Lebanese studio david/nicolas is presenting its inaugural solo exhibition at Carpenters Workshop Gallery, showcasing two separate bodies of work that reference Beirut as a city “that was reborn over and over again”.
The exhibition, entitled Supernova, which is divided into two distinct collections, Constellation and Monocle, are each an interpretation of a post-explosion phenomenon.
“The death of a star results in either a black hole or a supernova, here, death is only a transformation, it outshines everything else and evolves into a new life.

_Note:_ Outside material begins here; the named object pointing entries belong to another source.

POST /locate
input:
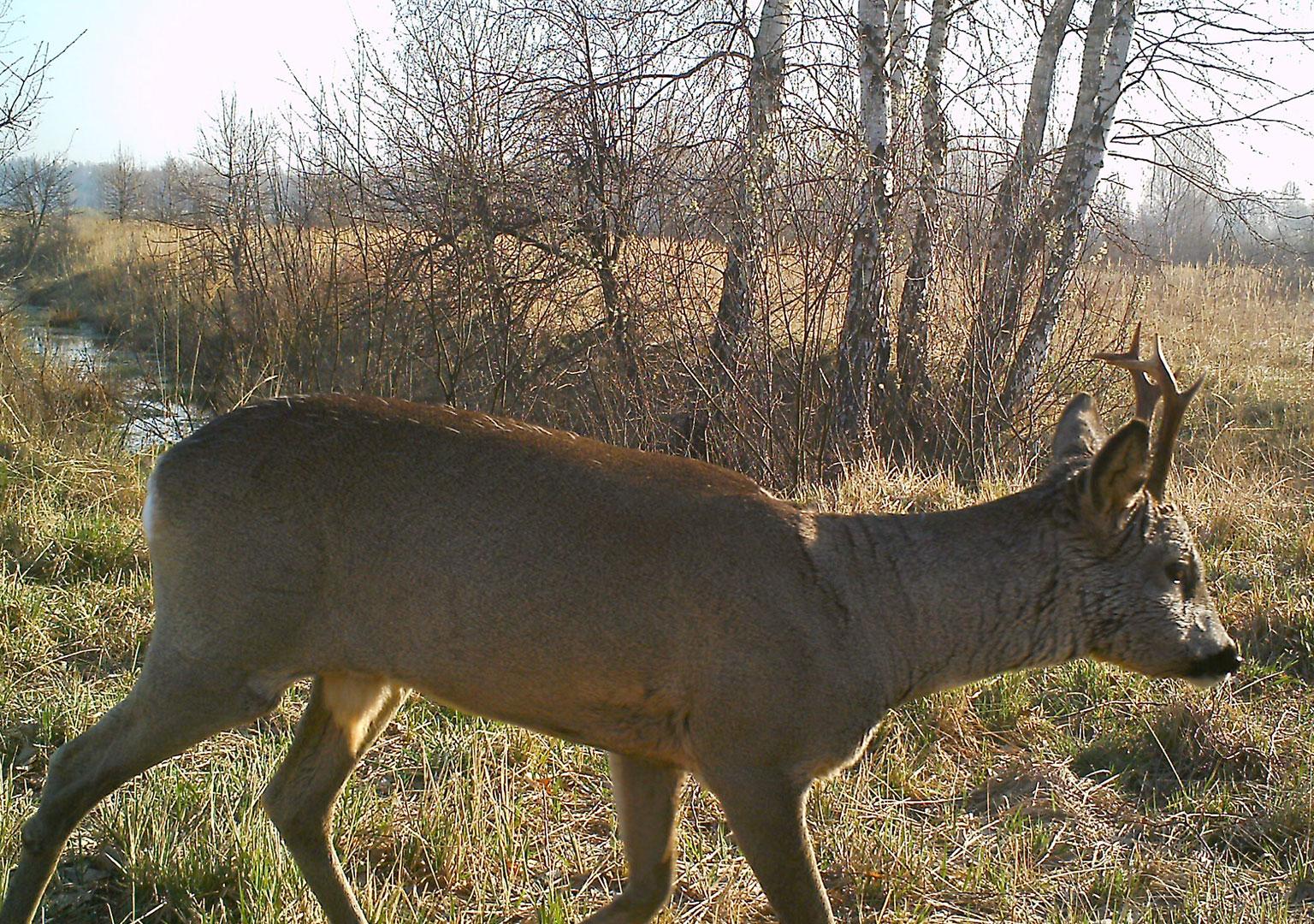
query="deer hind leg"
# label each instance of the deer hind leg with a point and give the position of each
(174, 705)
(647, 804)
(345, 717)
(766, 815)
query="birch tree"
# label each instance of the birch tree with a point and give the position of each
(1088, 139)
(865, 342)
(911, 343)
(1014, 238)
(742, 283)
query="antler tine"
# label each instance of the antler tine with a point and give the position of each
(1147, 392)
(1174, 406)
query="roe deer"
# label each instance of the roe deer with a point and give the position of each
(662, 609)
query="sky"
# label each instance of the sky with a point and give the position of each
(149, 74)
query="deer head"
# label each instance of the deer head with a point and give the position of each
(1142, 588)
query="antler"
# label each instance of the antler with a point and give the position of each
(1147, 394)
(1174, 402)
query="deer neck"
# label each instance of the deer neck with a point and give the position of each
(948, 598)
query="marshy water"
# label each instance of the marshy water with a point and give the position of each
(156, 413)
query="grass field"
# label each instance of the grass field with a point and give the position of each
(1075, 794)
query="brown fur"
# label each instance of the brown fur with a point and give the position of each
(662, 609)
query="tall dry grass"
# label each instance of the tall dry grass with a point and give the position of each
(1075, 794)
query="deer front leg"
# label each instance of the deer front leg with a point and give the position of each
(766, 814)
(647, 806)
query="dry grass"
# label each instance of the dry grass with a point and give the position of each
(1075, 794)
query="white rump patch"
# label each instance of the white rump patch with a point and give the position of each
(149, 510)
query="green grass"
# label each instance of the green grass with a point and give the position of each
(1076, 794)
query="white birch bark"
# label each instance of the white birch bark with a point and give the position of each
(1012, 240)
(747, 238)
(865, 340)
(911, 345)
(1075, 186)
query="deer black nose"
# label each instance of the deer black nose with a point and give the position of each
(1225, 661)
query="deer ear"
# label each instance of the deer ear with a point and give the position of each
(1079, 431)
(1118, 472)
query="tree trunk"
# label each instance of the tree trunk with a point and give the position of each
(1014, 238)
(1088, 142)
(911, 342)
(865, 345)
(747, 240)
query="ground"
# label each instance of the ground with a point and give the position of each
(1075, 794)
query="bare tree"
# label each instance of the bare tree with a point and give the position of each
(865, 341)
(36, 191)
(121, 186)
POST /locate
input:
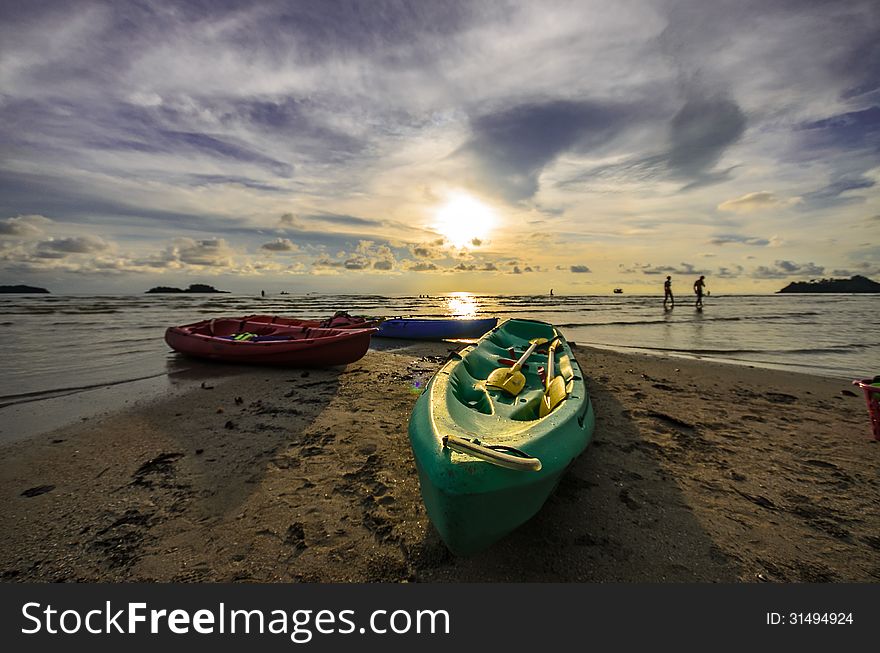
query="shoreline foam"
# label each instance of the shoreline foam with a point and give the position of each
(699, 472)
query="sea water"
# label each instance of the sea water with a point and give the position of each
(54, 345)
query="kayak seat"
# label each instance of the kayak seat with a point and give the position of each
(468, 391)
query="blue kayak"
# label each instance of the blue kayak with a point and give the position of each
(437, 329)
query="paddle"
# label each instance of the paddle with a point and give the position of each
(554, 393)
(510, 379)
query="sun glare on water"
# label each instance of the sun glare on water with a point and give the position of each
(463, 218)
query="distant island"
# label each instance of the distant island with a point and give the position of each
(193, 287)
(22, 289)
(856, 284)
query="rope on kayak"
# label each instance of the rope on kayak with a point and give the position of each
(500, 455)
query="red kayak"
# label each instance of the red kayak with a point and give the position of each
(341, 320)
(242, 340)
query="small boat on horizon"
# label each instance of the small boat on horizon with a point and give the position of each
(436, 328)
(234, 340)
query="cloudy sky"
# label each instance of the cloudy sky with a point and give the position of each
(405, 147)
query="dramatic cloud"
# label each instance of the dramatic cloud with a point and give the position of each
(324, 137)
(24, 226)
(514, 145)
(280, 245)
(833, 194)
(77, 245)
(211, 252)
(644, 268)
(750, 202)
(742, 240)
(700, 133)
(783, 269)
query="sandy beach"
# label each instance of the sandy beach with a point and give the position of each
(699, 471)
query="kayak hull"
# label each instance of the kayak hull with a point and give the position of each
(472, 502)
(338, 321)
(436, 329)
(281, 345)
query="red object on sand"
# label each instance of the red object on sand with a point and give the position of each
(269, 344)
(341, 320)
(871, 388)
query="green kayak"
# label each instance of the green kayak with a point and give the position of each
(486, 460)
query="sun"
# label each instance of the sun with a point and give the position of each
(464, 219)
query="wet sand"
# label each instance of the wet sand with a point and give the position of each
(698, 472)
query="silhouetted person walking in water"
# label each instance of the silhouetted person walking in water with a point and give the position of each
(699, 285)
(667, 292)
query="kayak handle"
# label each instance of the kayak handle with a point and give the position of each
(493, 454)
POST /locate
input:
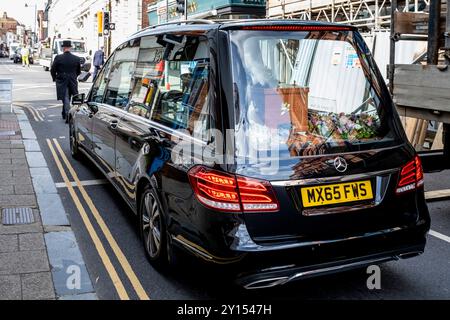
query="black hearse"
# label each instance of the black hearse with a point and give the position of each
(270, 147)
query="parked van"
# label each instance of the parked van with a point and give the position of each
(269, 147)
(47, 55)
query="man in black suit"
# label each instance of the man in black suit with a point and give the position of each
(65, 71)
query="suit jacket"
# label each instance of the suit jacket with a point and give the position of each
(99, 58)
(65, 71)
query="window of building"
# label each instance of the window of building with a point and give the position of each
(121, 75)
(98, 89)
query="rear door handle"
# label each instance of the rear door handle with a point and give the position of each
(114, 124)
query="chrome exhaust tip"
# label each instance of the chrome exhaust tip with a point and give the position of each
(266, 283)
(409, 255)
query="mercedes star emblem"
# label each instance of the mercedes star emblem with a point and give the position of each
(340, 164)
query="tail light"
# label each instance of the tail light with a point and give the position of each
(411, 176)
(226, 192)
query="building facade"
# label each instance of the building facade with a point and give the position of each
(207, 9)
(78, 19)
(365, 14)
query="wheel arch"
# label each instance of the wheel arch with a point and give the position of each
(140, 186)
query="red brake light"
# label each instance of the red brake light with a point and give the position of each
(227, 192)
(411, 176)
(297, 28)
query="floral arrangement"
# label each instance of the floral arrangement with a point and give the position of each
(343, 126)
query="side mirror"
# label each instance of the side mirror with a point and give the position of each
(79, 99)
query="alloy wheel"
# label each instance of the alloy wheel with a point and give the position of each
(151, 226)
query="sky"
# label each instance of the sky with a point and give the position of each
(16, 9)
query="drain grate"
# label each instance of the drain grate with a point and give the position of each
(7, 133)
(17, 216)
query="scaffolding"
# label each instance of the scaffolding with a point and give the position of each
(365, 14)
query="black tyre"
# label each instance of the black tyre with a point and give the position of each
(153, 229)
(74, 150)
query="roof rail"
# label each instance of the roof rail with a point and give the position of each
(190, 21)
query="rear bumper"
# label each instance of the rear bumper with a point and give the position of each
(275, 277)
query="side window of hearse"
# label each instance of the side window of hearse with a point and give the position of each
(98, 89)
(171, 82)
(121, 74)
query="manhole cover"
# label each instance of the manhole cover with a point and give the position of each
(13, 216)
(7, 133)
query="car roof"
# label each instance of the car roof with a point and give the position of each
(205, 25)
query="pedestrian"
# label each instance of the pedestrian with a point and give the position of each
(99, 61)
(65, 70)
(25, 53)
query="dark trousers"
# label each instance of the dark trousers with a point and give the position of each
(66, 104)
(96, 71)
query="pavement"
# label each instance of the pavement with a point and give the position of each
(108, 239)
(39, 255)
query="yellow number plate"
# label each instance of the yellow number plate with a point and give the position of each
(336, 193)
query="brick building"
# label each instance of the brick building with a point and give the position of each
(145, 5)
(8, 24)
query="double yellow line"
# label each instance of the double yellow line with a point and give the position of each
(59, 154)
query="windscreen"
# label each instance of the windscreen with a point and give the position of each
(306, 93)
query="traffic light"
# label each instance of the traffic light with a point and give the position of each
(181, 6)
(106, 20)
(100, 23)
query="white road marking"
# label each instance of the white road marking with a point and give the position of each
(86, 183)
(439, 236)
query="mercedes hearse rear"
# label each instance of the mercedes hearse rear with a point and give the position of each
(323, 177)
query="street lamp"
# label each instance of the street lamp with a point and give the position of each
(35, 22)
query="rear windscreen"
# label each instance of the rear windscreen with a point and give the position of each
(306, 93)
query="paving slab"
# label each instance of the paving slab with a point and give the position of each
(10, 287)
(31, 145)
(31, 241)
(44, 185)
(22, 262)
(37, 286)
(36, 160)
(9, 243)
(67, 262)
(52, 210)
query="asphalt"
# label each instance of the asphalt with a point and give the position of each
(424, 277)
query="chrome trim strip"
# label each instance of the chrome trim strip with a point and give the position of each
(188, 246)
(277, 281)
(249, 245)
(336, 179)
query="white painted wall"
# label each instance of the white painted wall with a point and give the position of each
(77, 19)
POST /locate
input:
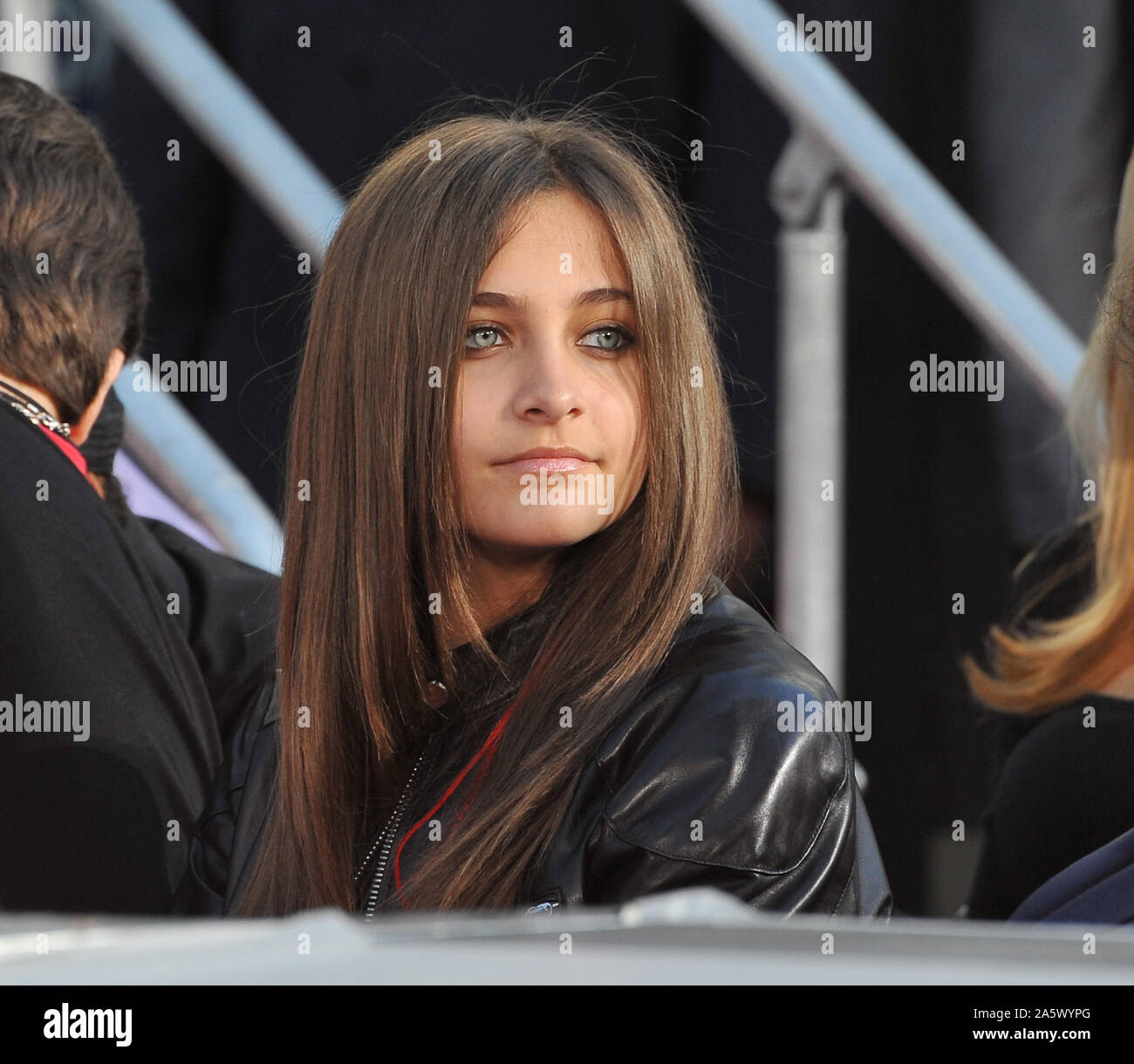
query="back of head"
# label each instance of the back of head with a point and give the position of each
(72, 282)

It reminds us of Beirut, this city that was reborn over and over again, a place where time and space are different, where beauty is in the small things or even in the memories of it,” said david/nicolas.
Supernova features a collection of tables, cabinets and rugs – all built upon the designers’ fascination with time and the universe, creating a retro-futuristic ensemble that looks at the beauty of regeneration.
Using the term Supernova, both as the title of the exhibition as well as the inspiration behind the collections, the pieces “chart the transformative nature of the celestial body through materials that evoke concepts of both form and void.”
Monocle is a collection based around the “representation of large masses of dense matter”. It features materials such as wood, marble and bronze that are juxtaposed against transparent glass, referencing the equilibrium of mass and light in a star.
Constellation, on the other hand, finds inspiration in the new life of a star and the explosion phenomenon.
“The pieces revolve around the relativity of perception and how such a phenomenon can be interpreted into palpable matter,” a statement by the gallery described.
It features low tables rendered in travertine comprising clean lines and undisturbed surfaces that are “understood to represent the new beginnings of a celestial body”.
The dialogue between past and present – which is at the centre of all the design duo’s work – as well as the contrasting of materials and forms, is also a “reflection of the designer’s home, an amalgamation of influences with one foot in the Middle East and another in Europe”.